The Black Family: 40 Years of Lies
An article that examines the problem in the black community that the media, politicians and academics don’t want to face: the decline of the two parent family.
By now, these facts shouldn’t be hard to grasp. Almost 70 percent of black children are born to single mothers. Those mothers are far more likely than married mothers to be poor, even after a post-welfare-reform decline in child poverty. They are also more likely to pass that poverty on to their children. Sophisticates often try to dodge the implications of this bleak reality by shrugging that single motherhood is an inescapable fact of modern life, affecting everyone from the bobo Murphy Browns to the ghetto “baby mamas.” Not so; it is a largely low-income—and disproportionately black—phenomenon. The vast majority of higher-income women wait to have their children until they are married. The truth is that we are now a two-family nation, separate and unequal—one thriving and intact, and the other struggling, broken, and far too often African-American.It’s not hard to figure out why the arbiters of conventional wisdom don’t want to pay much attention to this problem. It doesn’t fit the template.

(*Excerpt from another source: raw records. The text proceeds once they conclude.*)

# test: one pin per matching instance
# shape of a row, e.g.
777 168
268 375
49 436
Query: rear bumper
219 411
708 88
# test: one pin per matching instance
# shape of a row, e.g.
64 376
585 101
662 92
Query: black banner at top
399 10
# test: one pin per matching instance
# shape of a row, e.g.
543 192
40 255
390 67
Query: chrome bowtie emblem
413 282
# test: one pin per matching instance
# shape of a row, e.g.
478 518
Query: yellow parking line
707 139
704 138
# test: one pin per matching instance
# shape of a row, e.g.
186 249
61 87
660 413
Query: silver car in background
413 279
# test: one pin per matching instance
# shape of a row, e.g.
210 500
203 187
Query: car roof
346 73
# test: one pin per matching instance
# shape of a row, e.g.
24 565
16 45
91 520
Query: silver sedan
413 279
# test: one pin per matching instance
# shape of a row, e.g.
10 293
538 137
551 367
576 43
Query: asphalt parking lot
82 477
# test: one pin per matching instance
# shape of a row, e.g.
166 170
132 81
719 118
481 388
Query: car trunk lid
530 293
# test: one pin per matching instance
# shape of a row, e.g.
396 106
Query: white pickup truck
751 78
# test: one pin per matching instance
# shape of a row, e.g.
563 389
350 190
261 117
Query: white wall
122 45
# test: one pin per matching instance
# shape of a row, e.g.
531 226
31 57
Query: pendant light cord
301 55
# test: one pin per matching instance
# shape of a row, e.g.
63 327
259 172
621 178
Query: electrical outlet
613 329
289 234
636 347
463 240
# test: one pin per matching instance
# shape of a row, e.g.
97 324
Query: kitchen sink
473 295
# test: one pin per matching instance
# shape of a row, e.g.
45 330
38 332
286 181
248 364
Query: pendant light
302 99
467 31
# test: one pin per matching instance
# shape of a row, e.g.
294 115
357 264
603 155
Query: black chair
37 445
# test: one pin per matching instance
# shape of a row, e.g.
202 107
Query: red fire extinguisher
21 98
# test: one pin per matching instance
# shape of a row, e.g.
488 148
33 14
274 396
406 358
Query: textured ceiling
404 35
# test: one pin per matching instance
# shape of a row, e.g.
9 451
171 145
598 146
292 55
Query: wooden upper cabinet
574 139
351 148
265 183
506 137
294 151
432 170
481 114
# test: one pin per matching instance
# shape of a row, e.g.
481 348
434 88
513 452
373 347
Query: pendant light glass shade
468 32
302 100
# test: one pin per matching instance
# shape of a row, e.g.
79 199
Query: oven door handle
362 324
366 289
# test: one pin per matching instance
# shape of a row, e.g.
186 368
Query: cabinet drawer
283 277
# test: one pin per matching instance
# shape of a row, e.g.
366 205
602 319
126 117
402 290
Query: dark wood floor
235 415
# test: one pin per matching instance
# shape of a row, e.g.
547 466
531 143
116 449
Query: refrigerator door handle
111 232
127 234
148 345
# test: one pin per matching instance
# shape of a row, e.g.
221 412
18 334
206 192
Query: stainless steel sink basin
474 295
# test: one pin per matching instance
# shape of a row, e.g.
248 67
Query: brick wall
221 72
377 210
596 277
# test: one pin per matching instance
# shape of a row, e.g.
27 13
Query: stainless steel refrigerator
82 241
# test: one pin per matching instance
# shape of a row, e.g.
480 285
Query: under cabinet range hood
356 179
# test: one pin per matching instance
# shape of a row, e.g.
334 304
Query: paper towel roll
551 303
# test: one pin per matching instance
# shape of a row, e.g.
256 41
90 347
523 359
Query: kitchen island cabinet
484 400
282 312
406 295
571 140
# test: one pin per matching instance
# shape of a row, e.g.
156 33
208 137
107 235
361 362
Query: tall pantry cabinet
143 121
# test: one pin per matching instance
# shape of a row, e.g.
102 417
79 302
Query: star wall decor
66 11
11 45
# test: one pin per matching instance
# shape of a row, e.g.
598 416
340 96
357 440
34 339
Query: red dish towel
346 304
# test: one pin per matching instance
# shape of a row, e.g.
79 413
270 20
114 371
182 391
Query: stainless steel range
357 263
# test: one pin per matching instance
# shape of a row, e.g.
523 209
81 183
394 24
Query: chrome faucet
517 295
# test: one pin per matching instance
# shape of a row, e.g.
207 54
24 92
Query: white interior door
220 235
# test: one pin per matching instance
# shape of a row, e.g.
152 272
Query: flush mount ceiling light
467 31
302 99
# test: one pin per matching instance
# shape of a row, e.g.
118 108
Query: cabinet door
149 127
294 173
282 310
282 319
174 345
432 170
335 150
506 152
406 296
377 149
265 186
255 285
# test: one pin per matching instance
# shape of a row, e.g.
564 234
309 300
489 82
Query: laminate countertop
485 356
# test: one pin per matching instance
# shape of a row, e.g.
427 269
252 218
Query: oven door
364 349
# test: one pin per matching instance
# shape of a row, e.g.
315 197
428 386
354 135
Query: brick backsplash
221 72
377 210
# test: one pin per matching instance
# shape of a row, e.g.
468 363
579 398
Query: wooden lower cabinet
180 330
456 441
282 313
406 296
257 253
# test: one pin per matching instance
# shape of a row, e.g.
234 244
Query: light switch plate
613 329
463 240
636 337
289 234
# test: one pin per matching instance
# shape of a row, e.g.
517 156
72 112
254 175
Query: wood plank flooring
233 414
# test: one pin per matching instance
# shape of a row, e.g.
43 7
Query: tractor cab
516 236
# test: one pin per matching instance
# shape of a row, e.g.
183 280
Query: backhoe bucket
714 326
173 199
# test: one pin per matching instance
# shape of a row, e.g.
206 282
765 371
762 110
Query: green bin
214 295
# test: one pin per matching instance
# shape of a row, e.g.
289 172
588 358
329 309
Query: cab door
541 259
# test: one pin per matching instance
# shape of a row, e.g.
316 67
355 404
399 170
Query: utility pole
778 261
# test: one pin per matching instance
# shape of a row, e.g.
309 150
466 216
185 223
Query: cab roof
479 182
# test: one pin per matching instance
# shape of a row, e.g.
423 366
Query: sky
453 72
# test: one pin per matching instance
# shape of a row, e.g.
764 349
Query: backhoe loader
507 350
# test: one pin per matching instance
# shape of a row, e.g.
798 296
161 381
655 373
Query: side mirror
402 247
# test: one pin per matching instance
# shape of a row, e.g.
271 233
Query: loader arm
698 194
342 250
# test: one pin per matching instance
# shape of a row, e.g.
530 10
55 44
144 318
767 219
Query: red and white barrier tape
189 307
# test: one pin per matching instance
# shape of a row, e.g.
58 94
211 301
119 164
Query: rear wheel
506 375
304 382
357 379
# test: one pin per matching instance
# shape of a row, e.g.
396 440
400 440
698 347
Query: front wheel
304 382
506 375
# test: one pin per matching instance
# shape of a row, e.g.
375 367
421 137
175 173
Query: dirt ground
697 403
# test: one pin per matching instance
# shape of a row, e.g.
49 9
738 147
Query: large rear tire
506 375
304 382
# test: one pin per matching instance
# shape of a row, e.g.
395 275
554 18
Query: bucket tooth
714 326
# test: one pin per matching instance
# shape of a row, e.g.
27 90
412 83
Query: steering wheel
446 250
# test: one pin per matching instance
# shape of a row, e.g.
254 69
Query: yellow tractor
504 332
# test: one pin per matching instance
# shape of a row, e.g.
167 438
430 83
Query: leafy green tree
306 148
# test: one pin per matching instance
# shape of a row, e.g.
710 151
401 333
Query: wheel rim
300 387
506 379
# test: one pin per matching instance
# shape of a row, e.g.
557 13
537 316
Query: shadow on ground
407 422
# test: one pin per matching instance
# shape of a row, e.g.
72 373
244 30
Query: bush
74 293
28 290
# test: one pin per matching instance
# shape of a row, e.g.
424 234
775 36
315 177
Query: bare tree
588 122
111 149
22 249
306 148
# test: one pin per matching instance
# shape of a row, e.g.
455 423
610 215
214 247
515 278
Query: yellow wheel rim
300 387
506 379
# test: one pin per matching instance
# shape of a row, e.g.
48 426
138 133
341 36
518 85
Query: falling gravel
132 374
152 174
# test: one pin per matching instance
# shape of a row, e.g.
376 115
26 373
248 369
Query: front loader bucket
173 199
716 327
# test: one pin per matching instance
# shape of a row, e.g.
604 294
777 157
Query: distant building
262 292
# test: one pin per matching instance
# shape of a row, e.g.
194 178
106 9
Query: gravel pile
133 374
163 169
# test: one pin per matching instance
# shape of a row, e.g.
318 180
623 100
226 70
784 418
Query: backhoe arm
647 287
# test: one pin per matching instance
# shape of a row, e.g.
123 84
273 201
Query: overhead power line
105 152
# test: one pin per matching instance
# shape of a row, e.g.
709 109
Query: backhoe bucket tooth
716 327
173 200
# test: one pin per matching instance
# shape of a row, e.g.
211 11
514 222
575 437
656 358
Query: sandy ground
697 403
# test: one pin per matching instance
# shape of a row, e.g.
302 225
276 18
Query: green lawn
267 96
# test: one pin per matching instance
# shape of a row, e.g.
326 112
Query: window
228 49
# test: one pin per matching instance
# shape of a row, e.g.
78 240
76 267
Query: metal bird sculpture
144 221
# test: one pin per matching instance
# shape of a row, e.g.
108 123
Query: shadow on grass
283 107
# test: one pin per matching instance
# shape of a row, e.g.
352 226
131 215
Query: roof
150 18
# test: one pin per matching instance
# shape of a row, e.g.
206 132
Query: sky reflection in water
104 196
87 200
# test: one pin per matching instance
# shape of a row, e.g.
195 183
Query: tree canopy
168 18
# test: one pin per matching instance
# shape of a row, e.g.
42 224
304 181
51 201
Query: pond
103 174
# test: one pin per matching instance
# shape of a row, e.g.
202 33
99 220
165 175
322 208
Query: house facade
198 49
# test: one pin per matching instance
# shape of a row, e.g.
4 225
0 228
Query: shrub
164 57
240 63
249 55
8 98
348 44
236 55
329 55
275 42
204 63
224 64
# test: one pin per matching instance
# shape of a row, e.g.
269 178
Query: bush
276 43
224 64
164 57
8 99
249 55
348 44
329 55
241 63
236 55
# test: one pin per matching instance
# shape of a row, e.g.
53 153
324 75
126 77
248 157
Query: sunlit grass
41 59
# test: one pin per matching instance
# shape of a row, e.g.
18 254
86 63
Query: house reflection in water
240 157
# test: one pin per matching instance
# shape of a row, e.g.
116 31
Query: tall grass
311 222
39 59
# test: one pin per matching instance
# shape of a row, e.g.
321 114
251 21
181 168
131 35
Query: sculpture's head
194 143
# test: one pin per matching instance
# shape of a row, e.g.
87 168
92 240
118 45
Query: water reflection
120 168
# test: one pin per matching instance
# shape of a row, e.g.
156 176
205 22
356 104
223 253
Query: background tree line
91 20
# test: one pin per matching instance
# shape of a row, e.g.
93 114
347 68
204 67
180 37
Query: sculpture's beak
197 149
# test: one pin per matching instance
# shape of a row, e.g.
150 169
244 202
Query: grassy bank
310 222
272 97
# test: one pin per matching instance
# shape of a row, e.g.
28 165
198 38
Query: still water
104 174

Having an interest in more spending on social programs, more "diversity" preferences and quotas and more bashing of those whites who don’t agree with these measures, they can hardly deal with a reality that threatens their interests and their worldview.
The template requires that white racism must be not merely the distant cause of problems in the black community, it must be the proximate cause.
And the villains must be white Republicans and conservatives.
In fact, there are indeed plenty of whites to blame. There are, for example, people in the entertainment media who have promoted sexual mores that seem harmless to middle class yuppies but are a disaster in the inner city. There are people in the public education monopoly who have fought against school choice. There were the policy wonks in the Johnson Administration that put together Great Society programs that encouraged welfare dependency and out of wedlock births.
But that line of inquiry raised questions that the conventional wisdom finds horribly inconvenient.